Safety evaluation of GX-12. A new DNA vaccine for HIV infection in rodents.

Toxicity studies for the evaluation of the safety of GX-12, a naked DNA vaccine for the treatment of human immunodeficiency virus (HIV) infection, were performed in rodents. In a single dose intramuscular or intravenous toxicity study, animals were treated with up to 4000 micrograms/kg of GX-12. During the experimental period, no abnormalities in mortality, clinical finding, or body weight change were observed. For subacute toxicity study, GX-12 was administered intramuscularly once a week for thirteen weeks to rats at dosages of 0.250, 1000, or 4000 micrograms/kg. Throughout the experimental period, no dead animals, notable clinical signs, changes in body weight gain, or food and water consumptions were observed. Ophthalmic examination, urinalysis, hematology, and serum chemistry, revealed no abnormalities. In addition, there were no changes in gross findings, organ weight, and histological findings. Based on these results, the NOAEL was estimated to be excess of 4000 micrograms/kg. To assess the possible effects on the immune system, we investigated the induction of anti-DNA or anti-myosin autoantibodies in mice immunized and boosted with GX-12, and anti-GX-12 antibodies in rat serum obtained from the subacute toxicity study. GX-12 neither stimulated the production of anti-DNA or myosin autoantibodies nor induced the development of myositis or glomerulonephritis. Therefore, we concluded that GX-12 has no toxicity up to 4000 micrograms/kg in this rat model, which is 60 times higher than the expected human dose. Furthermore, given the limitations of this study, GX-12 neither initiated nor accelerated the development of systemic autoimmune responses.

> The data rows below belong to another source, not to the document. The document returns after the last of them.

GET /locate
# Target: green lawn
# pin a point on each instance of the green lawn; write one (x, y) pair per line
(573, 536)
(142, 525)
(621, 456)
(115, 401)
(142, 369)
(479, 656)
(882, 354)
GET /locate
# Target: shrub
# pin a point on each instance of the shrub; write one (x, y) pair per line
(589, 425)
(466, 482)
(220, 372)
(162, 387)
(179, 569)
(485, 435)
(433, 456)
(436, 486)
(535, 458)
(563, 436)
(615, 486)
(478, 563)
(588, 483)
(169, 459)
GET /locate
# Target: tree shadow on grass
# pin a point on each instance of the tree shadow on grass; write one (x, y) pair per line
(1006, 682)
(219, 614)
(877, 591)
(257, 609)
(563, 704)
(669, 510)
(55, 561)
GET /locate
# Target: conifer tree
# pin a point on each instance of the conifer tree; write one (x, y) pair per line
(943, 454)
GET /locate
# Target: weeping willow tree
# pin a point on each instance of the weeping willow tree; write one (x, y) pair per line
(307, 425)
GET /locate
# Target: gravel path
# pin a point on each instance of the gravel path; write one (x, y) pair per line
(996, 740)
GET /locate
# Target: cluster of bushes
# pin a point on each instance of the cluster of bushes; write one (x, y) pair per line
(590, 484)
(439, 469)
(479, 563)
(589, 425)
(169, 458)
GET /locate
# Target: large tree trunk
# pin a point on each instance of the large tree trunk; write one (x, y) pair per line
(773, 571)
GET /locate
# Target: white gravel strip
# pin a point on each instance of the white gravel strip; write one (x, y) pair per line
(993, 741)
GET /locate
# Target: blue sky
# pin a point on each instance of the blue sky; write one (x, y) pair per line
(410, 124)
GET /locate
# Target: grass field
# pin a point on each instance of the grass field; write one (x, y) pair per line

In vivo kinetics and biodistribution of a HIV-1 DNA vaccine after administration in mice.

In this study we have investigated the pharmacokinetics and tissue distribution of GX-12, a multiple plasmid DNA vaccine for the treatment of HIV-1 infection. Plasmid DNA was rapidly degraded in blood with a half-life of 1.34 min and was no longer detectable at 90 min after intravenous injection in mice. After intramuscular injection, plasmid DNA concentration in the injection site rapidly declined to less than 1% of the initial concentration by 90 min post-injection. However, sub-picogram levels (per mg tissue) were occasionally detected for several days after injection. The relative proportions of the individual plasmids of GX-12 remained relatively constant at the injection site until 90 min post-injection. The concentration of plasmid DNA in tissues other than the injection site peaked at 90 min post-injection and decreased to undetectable levels at 8 h post-injection. The rapid in vivo degradation of GX-12 and absence of persistence in non-target tissues suggest that the risk of potential gene-related toxicities by GX-12 administration, such as expression in non-target tissues, insertional mutagenesis and germline transmission, is minimal.